Endoscopic trans-septal frontal sinusotomy: The rationale and results of an alternative technique AMERICAN JOURNAL OF RHINOLOGY McLaughlin, R. B., Hwang, P. H., Lanza, D. C. 1999; 13 (4): 279-287


Endoscopic transseptal frontal sinusotomy (TSFS) represents an alternate approach to surgical treatment of chronic frontal sinus disease that is refractory to traditional modes of medical and surgical therapy. We retrospectively reviewed our experience with endoscopic TSFS from 1995-1997. Twenty-one procedures were performed through a transseptal approach. One patient was excluded for failure to follow-up, for a total of 20 procedures. Patients were followed with serial endoscopic examinations and a telephone questionnaire with a mean follow-up of 12 months (Range 1-24 months) and 16 months (range 5-31), respectively. The primary indication for surgery was frontal recess stenosis after previous endoscopic frontal sinusotomy in 17/20 (85%). Three patients were considered poor candidates for a primary endoscopic frontal sinusotomy. Patency was maintained in all patients during the follow-up period. A diameter of greater than 3 mm was confirmed by passage of a curved suction in 19/20 (95%). Of the 19 patients that were evaluated via a telephone questionnaire, 17 patients (89.5%) reported some degree of improvement in their nasal/sinus symptoms, and 12/18 patients (67%) felt the frequency of medication requirements was less than that before undergoing endoscopic TSFS. We conclude that endoscopic TSFS represents an alternate approach to the frontal sinus that may be used by the experienced endoscopist, to augment treatment of refractory frontal sinus disease.

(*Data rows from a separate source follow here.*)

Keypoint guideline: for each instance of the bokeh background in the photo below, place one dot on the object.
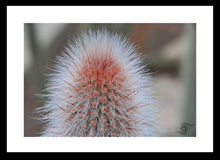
(170, 50)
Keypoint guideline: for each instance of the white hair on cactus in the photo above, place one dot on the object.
(99, 87)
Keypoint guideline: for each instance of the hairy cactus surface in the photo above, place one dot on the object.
(99, 87)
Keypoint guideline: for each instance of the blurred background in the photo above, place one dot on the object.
(170, 51)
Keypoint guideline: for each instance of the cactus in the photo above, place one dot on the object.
(99, 87)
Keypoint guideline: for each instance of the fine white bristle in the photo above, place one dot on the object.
(99, 87)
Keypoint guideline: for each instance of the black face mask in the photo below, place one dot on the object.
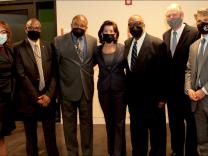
(108, 38)
(136, 31)
(33, 35)
(203, 27)
(78, 32)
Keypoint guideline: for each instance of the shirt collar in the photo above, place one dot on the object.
(33, 43)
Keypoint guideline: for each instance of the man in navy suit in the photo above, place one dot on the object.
(146, 57)
(179, 106)
(36, 88)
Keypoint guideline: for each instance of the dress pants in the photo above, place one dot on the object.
(179, 109)
(114, 109)
(201, 116)
(48, 124)
(69, 112)
(147, 117)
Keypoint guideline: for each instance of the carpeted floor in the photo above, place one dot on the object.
(16, 142)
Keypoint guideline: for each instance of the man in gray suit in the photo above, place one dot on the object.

This procedure seems especially suited for revision surgery in those patients with acquired frontal sinus stenosis. In revision operations with distorted anatomical landmarks, localization of the frontal sinus may be improved with the aid of 3-dimensional computer assisted localization systems. Unlike traditional frontal sinus obliteration, endoscopic TSFS does not preclude radiographic assessment postoperatively, and allows for endoscopic evaluation of the frontal sinus in the office setting.